Both Collin Graf, a returning First Team All-American, and Travis Treloar, a transfer from Ohio State, missed time with an injury – Treloar is still out of the lineup – but both registered five goals for the explosive offense. Even in their absence, six different players have at least that number, including the aforementioned team leaders.
“The interesting thing for me is that you’re going to have issues with new players [playing together] because you have to acclimate them [to each other],” Pecknold said. “It’s a wake-up call for freshmen when they get to college hockey because the way we play isn’t junior hockey, and the transfers are coming from all different things that they’ve done at their last place. So you have to create new habits.

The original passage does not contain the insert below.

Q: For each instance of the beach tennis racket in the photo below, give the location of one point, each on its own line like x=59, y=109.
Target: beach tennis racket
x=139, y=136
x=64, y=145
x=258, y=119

“The interesting thing to me is our returners,” he said, “because I don’t know if it’s a hangover from a national championship or what, but our returners have struggled with their buy-in a little bit. They’re great kids and have great work ethic, and I think we’ll get there. We’re getting closer. That was a huge struggle in the month of October, and I get it because when you make a Frozen Four, you think it’s going to be easy, but it’s not.”
Playing as the “defending national champion” is wonderful pressure for any program, and facing opponents’ best on a nightly basis is something this year’s Quinnipiac team is embracing. Pecknold, his coaches, the players – they all know their uniform and the tradition holds something every team is playing to win, and despite all of the changes, the Bobcats are right back where they’d expect: No. 2 in the Pairwise rankings, undefeated in ECAC play, No. 5 in the latest national poll.
“Every game is a grind,” Pecknold said. “This has been three, four, five years, maybe more or longer running, but I can’t tell you how many times goalies have their best game against us. They play really well because they’re all fired up, so I think we have to get better with that and embrace the grind. It will come, and we’re on the path, and even this BU loss was probably, in the long run, something that will get better.”